For the time being as a workaround I disabled versioning and see if it helps.

schiessle commented 10 years ago

I debugged it. The problem are that the hooks are triggered for the unlink operation even if the views root is /user/files_versions seems to be the same as https://github.com/owncloud/core/pull/5247. @icewind1991 can we backport it to stable5?

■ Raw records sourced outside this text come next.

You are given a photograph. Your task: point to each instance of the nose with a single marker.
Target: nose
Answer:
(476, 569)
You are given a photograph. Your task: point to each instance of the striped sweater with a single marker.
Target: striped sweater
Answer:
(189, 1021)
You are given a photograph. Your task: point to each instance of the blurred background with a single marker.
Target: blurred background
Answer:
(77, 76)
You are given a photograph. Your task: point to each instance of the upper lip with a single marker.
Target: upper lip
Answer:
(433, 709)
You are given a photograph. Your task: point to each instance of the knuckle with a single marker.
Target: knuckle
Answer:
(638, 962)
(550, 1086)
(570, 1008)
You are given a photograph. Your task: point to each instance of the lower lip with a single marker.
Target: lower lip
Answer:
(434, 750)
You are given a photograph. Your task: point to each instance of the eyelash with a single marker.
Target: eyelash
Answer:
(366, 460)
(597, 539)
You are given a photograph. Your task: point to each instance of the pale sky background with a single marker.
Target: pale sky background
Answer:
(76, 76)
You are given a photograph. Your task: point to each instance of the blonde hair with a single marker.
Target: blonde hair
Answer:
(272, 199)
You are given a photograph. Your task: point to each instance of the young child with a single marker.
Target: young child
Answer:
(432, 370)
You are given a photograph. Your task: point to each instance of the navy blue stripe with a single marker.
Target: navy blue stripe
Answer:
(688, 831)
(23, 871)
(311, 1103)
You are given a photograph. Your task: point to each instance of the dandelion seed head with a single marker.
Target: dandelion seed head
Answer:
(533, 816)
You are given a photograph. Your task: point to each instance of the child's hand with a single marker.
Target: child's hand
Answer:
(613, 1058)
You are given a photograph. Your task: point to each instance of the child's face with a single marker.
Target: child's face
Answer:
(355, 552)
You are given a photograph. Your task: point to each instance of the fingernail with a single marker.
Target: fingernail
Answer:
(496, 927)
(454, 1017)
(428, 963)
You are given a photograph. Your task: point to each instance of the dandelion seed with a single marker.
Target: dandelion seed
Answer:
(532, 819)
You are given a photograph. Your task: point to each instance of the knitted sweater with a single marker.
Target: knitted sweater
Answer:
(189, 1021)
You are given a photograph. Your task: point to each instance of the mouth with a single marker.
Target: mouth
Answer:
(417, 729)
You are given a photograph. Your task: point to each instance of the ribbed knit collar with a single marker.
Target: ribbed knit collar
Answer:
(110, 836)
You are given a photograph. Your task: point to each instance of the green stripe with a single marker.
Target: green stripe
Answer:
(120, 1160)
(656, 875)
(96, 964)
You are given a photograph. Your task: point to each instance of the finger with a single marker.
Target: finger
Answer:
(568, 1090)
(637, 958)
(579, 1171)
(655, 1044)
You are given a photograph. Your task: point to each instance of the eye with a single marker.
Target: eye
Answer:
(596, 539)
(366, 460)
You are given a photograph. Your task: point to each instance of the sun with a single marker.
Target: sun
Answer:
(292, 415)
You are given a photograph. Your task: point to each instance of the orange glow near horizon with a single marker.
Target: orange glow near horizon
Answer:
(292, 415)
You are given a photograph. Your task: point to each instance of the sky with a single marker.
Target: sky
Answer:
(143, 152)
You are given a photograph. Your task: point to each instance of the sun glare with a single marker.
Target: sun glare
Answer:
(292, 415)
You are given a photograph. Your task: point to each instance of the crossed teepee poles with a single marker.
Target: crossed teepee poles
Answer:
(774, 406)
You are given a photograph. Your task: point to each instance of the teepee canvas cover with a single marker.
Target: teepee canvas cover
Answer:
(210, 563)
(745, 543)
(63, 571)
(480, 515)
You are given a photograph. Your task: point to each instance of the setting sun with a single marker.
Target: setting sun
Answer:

We end up at this place: https://github.com/owncloud/core/blob/stable5/lib/files/view.php#L692

return Filesystem::getView()->getRelativePath($this->getAbsolutePath($path));

where getAbsolutePath() returns the correct path /user/files_versions/foo.txt and getRelativePath() assume that user/files is the root so that at the end the path is trimmed to _versions/foo.txt

schiessle commented 10 years ago

fix from master backported to stable5: https://github.com/owncloud/core/commit/7923f93ee3b63cf1359f03b9d5beecb486b7e8a5

Will be released with the next bugfix release.